Is a museum a battlefield est le nom de la conférence que l'artiste Hito Steyerl a donné à la 13e Biennale d'Istanbul et dans laquelle elle met à nu les liens ténus qui se sont tissés entre les institutions muséales et l'industrie de l'armement. Partant de deux images a priori éloignées l'une de l'autre, celles d'un musée à Berlin et du charnier en Turquie où le corps de son amie Andrea Wolf fut retrouvé parmi d'autres cadavres, Hito Steyerl opère une brillante démonstration qui révèle l'omniprésence de l'industrie de l'armement dans l'art contemporain. Leur interdépendance complice se manifeste dans le financement et la production de leurs projets mais aussi dans l'esthétique de certaines œuvres exposées.

Is the Museum a Battlefield, Museum Battlefield.

Les actions menées cette semaine à Paris pour "sortir les pétroliers de la culture" font écho à ce titre. L'initiative Art Not Oil qui regroupe différentes associations dont Liberate Tate dénonce les connexions entre les industries du pétrole et les institutions culturelles à qui elle demande de prendre leurs responsabilités. Un rassemblement s'est ainsi tenu mercredi 9 décembre au Musée du Louvre pour réclamer le retrait de Total et Eni, les deux géants des énergies fossiles qui financent le musée. Alors qu'elles contribuent largement au changement climatique, ces entreprises bénéficient de généreuses subventions de la part des Etats et continuent de souiller en toute impunité l'air et l'eau qui ne leur appartiennent pas. En marge de la performance, des "anges gardiens du climat" manifestaient : ces créatures ailées, de jeunes (pour la plupart) femmes blanches, revendiquaient la justice climatique, pleines d'une innocence déplacée.

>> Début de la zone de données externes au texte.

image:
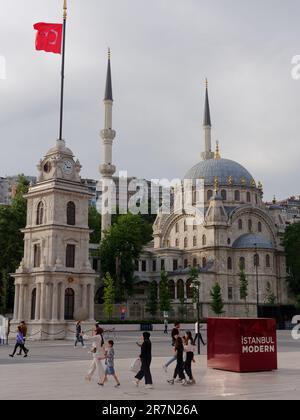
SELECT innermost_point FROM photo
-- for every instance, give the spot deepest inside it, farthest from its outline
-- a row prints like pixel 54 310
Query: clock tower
pixel 54 284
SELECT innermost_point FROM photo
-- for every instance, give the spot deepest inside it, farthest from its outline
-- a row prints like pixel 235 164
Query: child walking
pixel 110 364
pixel 189 348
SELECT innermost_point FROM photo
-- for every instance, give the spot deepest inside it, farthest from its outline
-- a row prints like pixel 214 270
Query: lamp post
pixel 256 274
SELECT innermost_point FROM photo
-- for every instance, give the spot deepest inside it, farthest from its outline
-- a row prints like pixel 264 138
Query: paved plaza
pixel 55 370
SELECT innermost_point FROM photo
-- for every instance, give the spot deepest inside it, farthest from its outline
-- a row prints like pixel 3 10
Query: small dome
pixel 222 169
pixel 252 240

Exiger de nos institutions culturelles qu'elles soignent l'écologie de leurs actions, leur demander des comptes sur leur(s) (in)dépendance(s) est une manière de les re-situer dans le réel et de questionner leur ancrage dans le monde. Car elles ne peuvent nier les conséquences de leurs engagements en acceptant l'argent généré par l'extractivisme. Cependant, aussi essentiel qu'est le travail de fond mené Art Not Oil ou 350.org pour rendre effectif le désinvestissement dans les énergies fossiles, les formes expérimentées à Paris, la procession et le chant collectif de mercredi, sont à questionner et manquent de radicalité. L'initiative Criminels du climat lancée par Avaaz semble à cet égard redoutablement plus efficace, elle répond au sérieux et à la gravité imposés par la situation écologique. La plateforme a initié une campagne d'affichage dans Paris des photographies des personnes dont le lobbying et l'influence empêchent les négociations d'avancer sur la question de notre dépendance mortifère aux énergies fossiles.

Ce désinvestissement réclamé de toutes parts doit s'accompagner, rappelait Naomi Klein à Paris, du développement d'activités faibles en carbone comme l'enseignement ou les emplois sociaux qui appellent à une reconfiguration de notre politique autour du care : "when we are caring for each other, we care for the Earth". La planète est un agent avec qui il faut soigner les relations, et non une ressource à exploiter.